Страница 9 из 17
Въ дверяхъ показалась бонна.
— Павелъ мамку привелъ… — доложила она.
IX
Уже издали слышался вой кормилицы Еликаниды, когда вели ее въ дѣтскую. Такъ воютъ въ деревняхъ только по покойникамъ. Велъ Еликаниду Павелъ, держа подъ руку, а она упиралась. Ее подталкивала сзади судомойка. Юбка будничнаго голубого ситцеваго сарафана Еликаниды была оторвана сзади отъ лямокъ, одинъ изъ кисейныхъ широкихъ рукавовъ разорванъ. Волосы были распустившись. Очевидно, была изрядная борьба. Красивое, всегда дышащее здоровьемъ, лицо мамки было заплакано, а нитку янтарей ея, которые она носила на шеѣ, несла въ рукѣ судомойка. Но вотъ Еликанида показалась въ дѣтской. Увидавъ Колояровыхъ, она бросилась имъ въ ноги и завопила:
— Барыня, голубушка, простите!

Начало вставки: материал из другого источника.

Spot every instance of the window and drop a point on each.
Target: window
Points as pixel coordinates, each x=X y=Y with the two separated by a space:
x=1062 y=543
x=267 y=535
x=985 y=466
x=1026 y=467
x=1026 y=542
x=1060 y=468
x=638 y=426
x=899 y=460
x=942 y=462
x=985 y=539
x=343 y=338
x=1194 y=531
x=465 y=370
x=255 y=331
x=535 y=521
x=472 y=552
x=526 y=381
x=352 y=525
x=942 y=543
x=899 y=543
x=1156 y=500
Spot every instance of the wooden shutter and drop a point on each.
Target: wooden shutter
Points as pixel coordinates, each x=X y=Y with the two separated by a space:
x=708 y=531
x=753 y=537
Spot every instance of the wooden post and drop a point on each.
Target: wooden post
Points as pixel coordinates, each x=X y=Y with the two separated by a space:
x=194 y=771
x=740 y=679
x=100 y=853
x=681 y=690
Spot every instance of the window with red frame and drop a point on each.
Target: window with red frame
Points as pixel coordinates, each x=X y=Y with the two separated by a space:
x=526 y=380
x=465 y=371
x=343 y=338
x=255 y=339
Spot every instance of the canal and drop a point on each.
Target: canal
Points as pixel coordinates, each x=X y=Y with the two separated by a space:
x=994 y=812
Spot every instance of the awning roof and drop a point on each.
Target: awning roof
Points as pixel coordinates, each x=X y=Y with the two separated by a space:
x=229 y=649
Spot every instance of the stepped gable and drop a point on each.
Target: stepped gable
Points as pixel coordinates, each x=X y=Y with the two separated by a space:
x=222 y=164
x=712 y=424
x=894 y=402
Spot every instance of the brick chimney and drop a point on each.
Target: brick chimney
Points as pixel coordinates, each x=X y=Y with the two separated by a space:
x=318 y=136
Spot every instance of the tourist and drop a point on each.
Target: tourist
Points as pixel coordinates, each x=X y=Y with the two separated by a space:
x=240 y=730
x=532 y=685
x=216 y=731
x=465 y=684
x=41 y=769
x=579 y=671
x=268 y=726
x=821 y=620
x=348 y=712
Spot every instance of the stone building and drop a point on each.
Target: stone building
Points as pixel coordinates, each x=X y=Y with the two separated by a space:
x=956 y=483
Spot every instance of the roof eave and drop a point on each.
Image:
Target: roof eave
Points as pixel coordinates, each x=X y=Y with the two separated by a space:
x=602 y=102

Баринъ, ангелъ, что хотите дѣлайте, а я безъ родни жить не могу!
Екатерина Васильевна не поднималась со стула.
— Безстыдница! Срамница! Губительница ребенка! — вырвался у ней какъ-бы стонъ изъ груди.
— Милая барыня, да вѣдь я только что накормила его передъ тѣмъ, чтобы уйти. Пришли дяденька Селифонтъ Митричъ, земляки… принесли родимаго гостинца, а ихъ изъ кухни гнать стали.
Колояровъ остановился передъ ней въ наполеоновской позѣ, скрестивъ руки на груди, и глухимъ голосомъ спросилъ ее:
— Несчастная женщина, скажи, что мнѣ съ тобой теперь дѣлать?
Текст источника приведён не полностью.